Abstract

By 1992, several prospective trials established the efficacy of anticoagulation (AC) and to some extent antiplatelet (AP) agents in the prevention of stroke in the setting of atrial fibrillation (AF). The objective of this study was to determine whether practice patterns in AF stroke prophylaxis reflect the findings of clinical trials and whether stroke prophylaxis in AF differs between community hospitals and tertiary teaching hospitals. Retrospectively, 1250 hospital charts were reviewed. After patients who had undergone recent surgery, received treatment for malignancy, or were not in chronic AF on discharge were eliminated, 651 remaining records were analyzed for the presence of 26 clinical factors influencing the selection of thromboembolism prophylaxis.
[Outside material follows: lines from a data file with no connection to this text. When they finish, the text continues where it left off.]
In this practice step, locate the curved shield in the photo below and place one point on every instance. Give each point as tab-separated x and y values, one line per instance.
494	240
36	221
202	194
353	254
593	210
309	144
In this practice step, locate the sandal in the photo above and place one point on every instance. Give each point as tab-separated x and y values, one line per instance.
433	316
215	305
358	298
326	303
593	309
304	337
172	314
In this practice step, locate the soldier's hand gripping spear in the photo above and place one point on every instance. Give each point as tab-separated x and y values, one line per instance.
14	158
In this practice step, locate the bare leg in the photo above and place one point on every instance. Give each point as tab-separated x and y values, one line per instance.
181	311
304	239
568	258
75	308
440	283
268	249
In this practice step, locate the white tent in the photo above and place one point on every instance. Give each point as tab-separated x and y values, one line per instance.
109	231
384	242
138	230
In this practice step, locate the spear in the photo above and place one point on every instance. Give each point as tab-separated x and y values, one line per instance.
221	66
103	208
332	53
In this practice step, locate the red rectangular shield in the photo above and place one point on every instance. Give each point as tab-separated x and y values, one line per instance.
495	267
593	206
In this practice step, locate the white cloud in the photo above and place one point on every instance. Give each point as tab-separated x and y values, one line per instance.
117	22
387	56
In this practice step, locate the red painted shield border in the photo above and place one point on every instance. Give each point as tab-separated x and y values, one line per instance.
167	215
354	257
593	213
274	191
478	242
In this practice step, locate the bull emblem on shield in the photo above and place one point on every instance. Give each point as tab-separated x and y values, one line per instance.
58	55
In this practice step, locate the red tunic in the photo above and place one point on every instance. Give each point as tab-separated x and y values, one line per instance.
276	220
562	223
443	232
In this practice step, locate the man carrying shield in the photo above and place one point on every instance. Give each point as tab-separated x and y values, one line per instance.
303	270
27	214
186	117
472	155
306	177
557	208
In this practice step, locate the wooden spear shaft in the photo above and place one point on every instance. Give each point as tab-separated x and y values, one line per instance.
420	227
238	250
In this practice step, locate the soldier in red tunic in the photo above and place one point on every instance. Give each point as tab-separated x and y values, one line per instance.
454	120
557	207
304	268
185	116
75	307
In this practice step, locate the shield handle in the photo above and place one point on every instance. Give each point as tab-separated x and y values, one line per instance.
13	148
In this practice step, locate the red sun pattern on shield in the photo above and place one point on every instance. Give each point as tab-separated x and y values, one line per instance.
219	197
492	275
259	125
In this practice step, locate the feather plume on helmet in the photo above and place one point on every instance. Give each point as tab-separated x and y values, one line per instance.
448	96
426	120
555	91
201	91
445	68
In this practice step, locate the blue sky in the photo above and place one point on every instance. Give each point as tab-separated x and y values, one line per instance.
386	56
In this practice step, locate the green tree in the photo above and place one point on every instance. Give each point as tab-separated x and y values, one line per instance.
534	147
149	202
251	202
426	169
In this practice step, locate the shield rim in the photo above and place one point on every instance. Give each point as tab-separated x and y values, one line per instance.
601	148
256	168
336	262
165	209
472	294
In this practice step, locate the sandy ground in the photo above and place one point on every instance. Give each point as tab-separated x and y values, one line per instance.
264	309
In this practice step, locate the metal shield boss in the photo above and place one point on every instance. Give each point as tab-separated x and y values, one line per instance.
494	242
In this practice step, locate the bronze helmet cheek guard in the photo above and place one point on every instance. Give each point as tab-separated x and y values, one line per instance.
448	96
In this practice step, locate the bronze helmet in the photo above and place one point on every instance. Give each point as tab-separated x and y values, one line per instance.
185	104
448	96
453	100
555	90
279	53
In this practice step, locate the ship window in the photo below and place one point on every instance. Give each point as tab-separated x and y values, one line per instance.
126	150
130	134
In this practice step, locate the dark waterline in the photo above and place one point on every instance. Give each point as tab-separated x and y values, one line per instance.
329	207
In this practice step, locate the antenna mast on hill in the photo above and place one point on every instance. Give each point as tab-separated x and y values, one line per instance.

Descriptive statistics and logistic regression were used to analyze the association between clinical and demographic factors and the decision to treat with AC, AP, or no specific antiembolic therapy. Of the 651 patients in AF, 273 (42%) received noemboli prophylaxis while 219 (34%) were treated with AC (warfarin), 146 (22%) were treated with AP, and 13 (2%) received both agents. Patients discharged in AF from community hospitals were significantly less likely to be treated with either AC or AP agents than patients discharged from tertiary centers. A strong bias against thromboembolism prophylaxis with either AC or AP agents in AF existed with age over 45 years. Multivariate logistic regression indicated that the decision to treat was associated only with the presence of prosthetic valve, history of prior stroke, mitral disease, and absence of a recent gastrointestinal bleed or occult blood in stool. Even after adjustment for these factors, a significant bias against treatment with either AC or AP agents with advancing age and discharge from community hospitals remained. Thromboembolism prophylaxis with either AC or AP agents is underutilized in the setting of AF. Furthermore, factors known to increase the risk of embolization in AF such as age, hypertension, diabetes, and heart disease were not associated with decisions to treat with either AP or AC agents. This study suggests that the use of clinical guidelines suggested by trials of thromboembolism prophylaxis in AF could reduce the incidence of stroke.